Runway cracks almost a daily affair at TIA

  • Officials admit no concrete initiative has been taken to rid of the recurrent problem

Kathmandu, August 3

Obstruction of flights owing to damage in the runway in the country’s sole international airport has become a frequent phenomenon in recent times.

As a result of sub-standard maintenance works and lack of seriousness from concerned officials, the runway at Tribhuvan International Airport (TIA) has started developing cracks and potholes on a daily basis. On one hand, this has been affecting the incoming and outbound flights and on the other, poses a serious threat of air accidents.

Even today, regular flights to and from TIA were halted for almost half an hour due to a crack on the runway.
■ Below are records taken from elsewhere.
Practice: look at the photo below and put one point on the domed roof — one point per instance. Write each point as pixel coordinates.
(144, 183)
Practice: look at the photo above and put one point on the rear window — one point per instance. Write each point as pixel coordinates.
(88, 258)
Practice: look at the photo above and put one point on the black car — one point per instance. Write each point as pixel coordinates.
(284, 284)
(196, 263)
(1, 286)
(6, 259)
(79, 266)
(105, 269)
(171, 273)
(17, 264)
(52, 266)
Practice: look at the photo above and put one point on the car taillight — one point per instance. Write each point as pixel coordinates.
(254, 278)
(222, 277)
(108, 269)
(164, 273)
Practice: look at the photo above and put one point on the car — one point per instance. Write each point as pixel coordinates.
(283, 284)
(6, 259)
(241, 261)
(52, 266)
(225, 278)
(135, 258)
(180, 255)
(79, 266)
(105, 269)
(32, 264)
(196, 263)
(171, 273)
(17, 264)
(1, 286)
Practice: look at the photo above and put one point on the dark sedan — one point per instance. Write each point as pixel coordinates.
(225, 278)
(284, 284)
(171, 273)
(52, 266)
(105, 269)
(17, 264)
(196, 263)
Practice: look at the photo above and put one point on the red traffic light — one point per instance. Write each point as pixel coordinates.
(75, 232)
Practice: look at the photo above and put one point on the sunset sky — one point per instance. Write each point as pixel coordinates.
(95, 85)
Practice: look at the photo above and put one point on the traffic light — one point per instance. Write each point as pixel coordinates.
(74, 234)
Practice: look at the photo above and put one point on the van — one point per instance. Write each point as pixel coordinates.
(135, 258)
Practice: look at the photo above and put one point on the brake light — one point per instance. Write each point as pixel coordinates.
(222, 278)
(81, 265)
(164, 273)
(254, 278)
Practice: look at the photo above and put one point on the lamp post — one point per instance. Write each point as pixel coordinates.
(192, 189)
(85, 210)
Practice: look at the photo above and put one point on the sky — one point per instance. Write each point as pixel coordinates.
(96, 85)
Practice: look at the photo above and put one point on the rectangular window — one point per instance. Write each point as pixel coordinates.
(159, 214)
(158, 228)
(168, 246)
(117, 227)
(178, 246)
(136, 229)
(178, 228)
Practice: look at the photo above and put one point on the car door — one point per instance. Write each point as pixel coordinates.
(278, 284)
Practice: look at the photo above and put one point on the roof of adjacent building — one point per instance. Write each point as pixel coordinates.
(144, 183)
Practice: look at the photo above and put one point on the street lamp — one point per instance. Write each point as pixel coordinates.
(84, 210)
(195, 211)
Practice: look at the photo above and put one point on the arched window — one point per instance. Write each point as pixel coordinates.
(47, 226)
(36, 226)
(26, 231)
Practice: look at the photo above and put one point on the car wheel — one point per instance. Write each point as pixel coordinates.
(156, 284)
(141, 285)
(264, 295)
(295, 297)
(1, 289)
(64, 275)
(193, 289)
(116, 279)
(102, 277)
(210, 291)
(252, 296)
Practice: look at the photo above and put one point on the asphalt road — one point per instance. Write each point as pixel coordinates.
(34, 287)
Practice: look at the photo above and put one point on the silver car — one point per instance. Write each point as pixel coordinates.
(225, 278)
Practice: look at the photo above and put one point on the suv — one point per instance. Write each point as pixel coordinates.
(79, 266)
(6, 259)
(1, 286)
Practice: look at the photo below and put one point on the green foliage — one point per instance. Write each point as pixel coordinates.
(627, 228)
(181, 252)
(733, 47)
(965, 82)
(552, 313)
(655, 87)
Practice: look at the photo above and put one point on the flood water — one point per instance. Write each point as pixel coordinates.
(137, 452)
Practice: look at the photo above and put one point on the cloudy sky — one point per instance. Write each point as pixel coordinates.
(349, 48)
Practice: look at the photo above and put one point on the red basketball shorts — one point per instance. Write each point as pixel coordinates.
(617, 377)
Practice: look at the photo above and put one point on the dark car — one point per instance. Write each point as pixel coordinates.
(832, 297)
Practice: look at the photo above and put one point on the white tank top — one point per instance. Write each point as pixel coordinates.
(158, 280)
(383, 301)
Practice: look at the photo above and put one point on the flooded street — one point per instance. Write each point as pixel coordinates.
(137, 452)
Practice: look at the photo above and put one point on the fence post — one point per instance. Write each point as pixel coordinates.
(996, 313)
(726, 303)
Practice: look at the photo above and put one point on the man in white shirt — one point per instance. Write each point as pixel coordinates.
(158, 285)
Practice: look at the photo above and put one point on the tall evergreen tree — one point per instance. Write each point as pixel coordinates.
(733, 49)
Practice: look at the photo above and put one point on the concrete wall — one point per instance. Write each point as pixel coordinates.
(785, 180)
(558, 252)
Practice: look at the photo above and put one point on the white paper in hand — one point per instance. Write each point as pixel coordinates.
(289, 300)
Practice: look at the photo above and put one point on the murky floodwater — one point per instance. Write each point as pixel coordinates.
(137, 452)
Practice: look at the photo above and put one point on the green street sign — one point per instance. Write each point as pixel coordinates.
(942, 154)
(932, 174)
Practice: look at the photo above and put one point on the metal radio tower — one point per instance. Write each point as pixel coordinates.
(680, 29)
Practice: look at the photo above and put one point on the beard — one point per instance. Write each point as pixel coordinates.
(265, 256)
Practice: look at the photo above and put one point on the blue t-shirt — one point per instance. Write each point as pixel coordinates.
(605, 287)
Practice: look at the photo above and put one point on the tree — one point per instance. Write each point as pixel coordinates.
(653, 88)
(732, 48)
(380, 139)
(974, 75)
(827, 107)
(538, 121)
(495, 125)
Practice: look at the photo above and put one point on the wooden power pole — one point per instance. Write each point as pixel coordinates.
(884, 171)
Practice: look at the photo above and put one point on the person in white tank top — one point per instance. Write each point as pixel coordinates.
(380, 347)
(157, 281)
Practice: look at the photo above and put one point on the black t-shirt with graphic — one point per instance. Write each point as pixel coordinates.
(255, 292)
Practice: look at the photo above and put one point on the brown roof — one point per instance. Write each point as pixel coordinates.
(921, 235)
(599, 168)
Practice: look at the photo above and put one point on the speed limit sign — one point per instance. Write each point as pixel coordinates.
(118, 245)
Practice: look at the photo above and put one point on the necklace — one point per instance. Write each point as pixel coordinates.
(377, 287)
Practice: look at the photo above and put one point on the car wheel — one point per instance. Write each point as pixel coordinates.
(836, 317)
While around half a dozen aircraft were put on hold following the crack on the runway for around 20 minutes, a Qatar Airway’s flight had to conduct a ‘missed approach’ manoeuvre after being notified about the crack at the last moment.

In fact, TIA’s runway has developed cracks more than a dozen times in the past one month alone, raising serious questions on the quality of the runway where hundreds of flights land and take off every day carrying thousands of passengers.

“The pathetic condition of the sole runway at TIA is a serious issue as it can lead to accidents. Interestingly, TIA management seems to be reluctant on working on this issue,” an official at TIA informed seeking anonymity.

As per the official, the runway issue has to be discussed among various experts, including officials of the Department of Roads (DoR) and ‘A’ class civil engineers, to find the actual reason behind everyday cracks and propose a long-term solution to it.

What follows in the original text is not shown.